Für viele teilweise Erwerbsgeminderte im Bürgergeld-Bezug bedeutet das eine Erleichterung.
Arbeitsmarktrente bei vergeblicher Jobsuche
Dieses Umwandeln der Rente nach einem halben Jahr ist eine interne Praxis der Rentenkasse. Außerdem gilt gesetzlich: Schaffen es weder die Bundesagentur für Arbeit noch die Rentenversicherung, einen Versicherten innerhalb eines Jahres nach Rentenantragstellung in eine geeignete Arbeit zu bringen, dann gilt der Arbeitsmarkt als verschlossen.

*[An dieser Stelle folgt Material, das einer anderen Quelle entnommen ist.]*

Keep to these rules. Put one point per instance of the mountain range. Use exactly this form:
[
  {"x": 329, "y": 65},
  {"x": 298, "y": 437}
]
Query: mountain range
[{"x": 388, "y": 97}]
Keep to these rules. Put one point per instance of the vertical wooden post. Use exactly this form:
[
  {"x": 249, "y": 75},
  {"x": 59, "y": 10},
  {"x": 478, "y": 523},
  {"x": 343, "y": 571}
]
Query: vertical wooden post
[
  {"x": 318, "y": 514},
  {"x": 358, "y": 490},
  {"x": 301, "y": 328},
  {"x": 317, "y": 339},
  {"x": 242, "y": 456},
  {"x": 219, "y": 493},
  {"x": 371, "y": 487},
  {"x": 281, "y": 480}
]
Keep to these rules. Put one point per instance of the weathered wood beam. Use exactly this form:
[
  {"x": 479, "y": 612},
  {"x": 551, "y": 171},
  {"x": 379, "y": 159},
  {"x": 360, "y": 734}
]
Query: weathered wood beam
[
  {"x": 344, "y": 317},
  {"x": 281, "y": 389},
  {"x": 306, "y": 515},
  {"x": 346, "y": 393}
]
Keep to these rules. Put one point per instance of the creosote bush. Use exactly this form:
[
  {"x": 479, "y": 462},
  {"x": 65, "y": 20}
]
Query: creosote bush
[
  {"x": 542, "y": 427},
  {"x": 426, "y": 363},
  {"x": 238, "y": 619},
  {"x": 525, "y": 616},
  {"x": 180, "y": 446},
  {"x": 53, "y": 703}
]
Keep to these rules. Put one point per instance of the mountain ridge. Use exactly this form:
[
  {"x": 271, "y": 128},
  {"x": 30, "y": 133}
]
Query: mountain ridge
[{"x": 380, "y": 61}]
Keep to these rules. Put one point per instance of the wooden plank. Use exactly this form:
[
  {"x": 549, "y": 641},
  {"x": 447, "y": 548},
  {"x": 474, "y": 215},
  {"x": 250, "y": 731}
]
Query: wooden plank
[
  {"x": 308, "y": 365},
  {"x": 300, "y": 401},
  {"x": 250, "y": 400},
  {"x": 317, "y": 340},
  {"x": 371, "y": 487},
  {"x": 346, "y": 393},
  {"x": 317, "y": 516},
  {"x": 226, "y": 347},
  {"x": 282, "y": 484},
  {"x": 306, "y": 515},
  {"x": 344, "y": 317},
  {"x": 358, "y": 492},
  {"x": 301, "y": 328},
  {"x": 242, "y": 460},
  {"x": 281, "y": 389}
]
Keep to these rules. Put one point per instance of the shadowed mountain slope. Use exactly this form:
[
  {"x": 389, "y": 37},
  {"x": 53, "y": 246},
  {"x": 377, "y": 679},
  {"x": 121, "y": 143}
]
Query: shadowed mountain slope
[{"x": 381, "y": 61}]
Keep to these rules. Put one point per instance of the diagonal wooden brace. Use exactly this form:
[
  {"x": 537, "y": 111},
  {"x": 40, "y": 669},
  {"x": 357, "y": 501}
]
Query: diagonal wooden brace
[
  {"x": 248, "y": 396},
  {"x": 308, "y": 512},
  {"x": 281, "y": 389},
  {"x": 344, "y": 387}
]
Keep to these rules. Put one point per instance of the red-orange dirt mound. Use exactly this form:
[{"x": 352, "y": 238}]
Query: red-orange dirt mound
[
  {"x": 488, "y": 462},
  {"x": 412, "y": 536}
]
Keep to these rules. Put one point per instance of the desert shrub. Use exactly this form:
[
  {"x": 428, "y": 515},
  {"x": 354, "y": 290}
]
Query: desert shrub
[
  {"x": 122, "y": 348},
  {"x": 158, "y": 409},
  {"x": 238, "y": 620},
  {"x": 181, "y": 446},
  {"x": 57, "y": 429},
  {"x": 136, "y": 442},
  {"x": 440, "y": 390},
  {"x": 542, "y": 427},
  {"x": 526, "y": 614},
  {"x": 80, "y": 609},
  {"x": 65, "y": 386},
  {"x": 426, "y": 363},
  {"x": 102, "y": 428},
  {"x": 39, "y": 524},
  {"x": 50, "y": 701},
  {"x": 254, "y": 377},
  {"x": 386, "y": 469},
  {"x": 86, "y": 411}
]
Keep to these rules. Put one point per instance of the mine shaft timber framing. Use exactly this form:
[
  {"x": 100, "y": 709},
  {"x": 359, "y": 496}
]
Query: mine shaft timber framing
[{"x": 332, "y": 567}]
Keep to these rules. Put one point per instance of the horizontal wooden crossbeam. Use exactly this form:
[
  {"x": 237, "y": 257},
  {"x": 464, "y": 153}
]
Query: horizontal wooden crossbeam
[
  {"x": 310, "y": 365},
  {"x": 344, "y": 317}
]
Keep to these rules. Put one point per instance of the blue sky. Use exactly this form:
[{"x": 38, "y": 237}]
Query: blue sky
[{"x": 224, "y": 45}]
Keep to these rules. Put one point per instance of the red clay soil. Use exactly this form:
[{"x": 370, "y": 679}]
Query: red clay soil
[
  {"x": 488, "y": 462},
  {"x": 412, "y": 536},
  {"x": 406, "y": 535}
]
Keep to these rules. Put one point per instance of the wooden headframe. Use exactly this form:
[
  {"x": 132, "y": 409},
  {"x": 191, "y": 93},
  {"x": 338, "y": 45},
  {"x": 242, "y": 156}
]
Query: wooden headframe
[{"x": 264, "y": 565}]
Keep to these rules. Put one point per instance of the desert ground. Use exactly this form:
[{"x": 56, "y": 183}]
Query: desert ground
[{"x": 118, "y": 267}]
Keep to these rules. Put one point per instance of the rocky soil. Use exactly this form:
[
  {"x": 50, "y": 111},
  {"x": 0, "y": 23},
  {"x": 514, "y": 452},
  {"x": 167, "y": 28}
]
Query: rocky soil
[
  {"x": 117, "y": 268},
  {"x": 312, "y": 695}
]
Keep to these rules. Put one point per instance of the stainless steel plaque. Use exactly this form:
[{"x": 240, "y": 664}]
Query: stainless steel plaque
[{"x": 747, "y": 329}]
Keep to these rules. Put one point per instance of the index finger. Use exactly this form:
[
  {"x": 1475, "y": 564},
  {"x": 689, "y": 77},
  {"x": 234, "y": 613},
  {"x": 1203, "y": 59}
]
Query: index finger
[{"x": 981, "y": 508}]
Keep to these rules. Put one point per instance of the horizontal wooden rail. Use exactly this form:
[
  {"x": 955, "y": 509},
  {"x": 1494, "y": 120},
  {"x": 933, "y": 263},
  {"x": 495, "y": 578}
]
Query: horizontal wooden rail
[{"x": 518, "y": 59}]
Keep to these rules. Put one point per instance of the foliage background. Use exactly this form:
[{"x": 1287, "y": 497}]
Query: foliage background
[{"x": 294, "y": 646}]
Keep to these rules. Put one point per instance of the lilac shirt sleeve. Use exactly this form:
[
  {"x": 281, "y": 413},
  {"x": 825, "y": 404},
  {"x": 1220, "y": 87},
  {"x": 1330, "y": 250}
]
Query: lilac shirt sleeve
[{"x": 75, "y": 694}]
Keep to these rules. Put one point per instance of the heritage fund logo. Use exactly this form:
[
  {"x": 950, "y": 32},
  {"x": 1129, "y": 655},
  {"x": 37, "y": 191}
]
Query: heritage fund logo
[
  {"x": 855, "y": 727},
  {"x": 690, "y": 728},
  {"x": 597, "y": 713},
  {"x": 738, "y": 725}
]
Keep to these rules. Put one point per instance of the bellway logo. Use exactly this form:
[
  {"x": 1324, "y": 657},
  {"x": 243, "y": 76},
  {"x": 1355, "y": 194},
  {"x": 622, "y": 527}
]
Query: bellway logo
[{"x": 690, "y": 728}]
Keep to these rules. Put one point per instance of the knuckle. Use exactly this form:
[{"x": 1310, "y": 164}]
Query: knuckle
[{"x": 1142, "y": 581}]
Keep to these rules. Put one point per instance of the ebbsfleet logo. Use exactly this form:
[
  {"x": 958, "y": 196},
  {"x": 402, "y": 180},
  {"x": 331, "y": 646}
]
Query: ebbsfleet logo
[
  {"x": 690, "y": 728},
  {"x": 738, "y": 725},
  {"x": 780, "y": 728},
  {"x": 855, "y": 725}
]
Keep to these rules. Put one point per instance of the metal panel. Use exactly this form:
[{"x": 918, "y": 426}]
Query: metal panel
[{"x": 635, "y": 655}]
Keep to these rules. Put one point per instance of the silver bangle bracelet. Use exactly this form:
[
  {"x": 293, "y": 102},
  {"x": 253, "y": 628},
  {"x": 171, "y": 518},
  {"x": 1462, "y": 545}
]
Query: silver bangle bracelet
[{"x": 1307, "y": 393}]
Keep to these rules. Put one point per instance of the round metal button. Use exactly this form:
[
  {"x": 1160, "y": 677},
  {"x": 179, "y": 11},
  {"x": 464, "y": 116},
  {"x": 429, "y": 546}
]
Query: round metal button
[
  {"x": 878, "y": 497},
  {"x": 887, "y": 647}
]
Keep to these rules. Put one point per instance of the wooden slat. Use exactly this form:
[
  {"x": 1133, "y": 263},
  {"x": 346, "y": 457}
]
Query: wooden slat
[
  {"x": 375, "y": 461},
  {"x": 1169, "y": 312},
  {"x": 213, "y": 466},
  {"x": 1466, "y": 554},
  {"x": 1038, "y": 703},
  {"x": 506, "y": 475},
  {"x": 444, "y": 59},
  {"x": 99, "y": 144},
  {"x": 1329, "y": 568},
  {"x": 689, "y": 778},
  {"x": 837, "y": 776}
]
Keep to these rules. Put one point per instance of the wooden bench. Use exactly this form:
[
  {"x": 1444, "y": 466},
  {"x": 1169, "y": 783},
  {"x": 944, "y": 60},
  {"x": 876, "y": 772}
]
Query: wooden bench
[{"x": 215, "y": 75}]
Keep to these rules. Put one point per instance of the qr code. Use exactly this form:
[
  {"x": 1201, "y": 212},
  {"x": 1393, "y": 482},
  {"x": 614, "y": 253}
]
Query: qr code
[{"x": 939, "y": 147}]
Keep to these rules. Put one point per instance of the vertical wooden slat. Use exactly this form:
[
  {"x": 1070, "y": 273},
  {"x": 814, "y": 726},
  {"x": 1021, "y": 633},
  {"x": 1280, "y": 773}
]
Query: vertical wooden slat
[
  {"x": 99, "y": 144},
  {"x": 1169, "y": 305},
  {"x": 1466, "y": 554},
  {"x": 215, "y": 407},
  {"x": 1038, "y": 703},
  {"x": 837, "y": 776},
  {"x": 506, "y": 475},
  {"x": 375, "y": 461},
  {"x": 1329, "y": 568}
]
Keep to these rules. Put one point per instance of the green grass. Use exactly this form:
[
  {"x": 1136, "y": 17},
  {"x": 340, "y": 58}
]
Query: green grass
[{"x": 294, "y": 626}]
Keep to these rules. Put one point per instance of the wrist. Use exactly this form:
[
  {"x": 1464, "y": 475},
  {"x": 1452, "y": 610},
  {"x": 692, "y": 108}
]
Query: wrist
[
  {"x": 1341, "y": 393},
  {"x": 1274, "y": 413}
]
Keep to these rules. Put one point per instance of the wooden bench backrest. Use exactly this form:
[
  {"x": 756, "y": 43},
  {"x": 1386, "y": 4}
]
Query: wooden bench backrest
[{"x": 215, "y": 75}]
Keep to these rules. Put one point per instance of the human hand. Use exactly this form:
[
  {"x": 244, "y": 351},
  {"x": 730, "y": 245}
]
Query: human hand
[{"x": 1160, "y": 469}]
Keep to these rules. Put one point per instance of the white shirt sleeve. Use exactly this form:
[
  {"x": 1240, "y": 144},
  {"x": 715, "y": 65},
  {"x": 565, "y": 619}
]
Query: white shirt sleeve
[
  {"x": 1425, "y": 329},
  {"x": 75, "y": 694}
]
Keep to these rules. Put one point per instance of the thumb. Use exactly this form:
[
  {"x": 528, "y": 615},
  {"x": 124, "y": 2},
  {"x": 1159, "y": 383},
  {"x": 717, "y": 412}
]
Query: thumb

Kurz gesagt: Spätestens nach einem Jahr teilweiser Erwerbsminderungsrente ohne Aussicht auf einen Teilzeitjob haben Sie einen Anspruch auf Arbeitsmarktrente.
Anspruch auf Bürgergeld?
Gerichtsfest ist folgendes: Wer eine Arbeitsmarktrente vom Rentenversicherungsträger bezieht hat bei Vorliegen der sonsttigen Voraussetzungen einen Anspruch auf Bürgergeld, weil er oder sie nicht medizinisch voll erwerbsgemindert ist.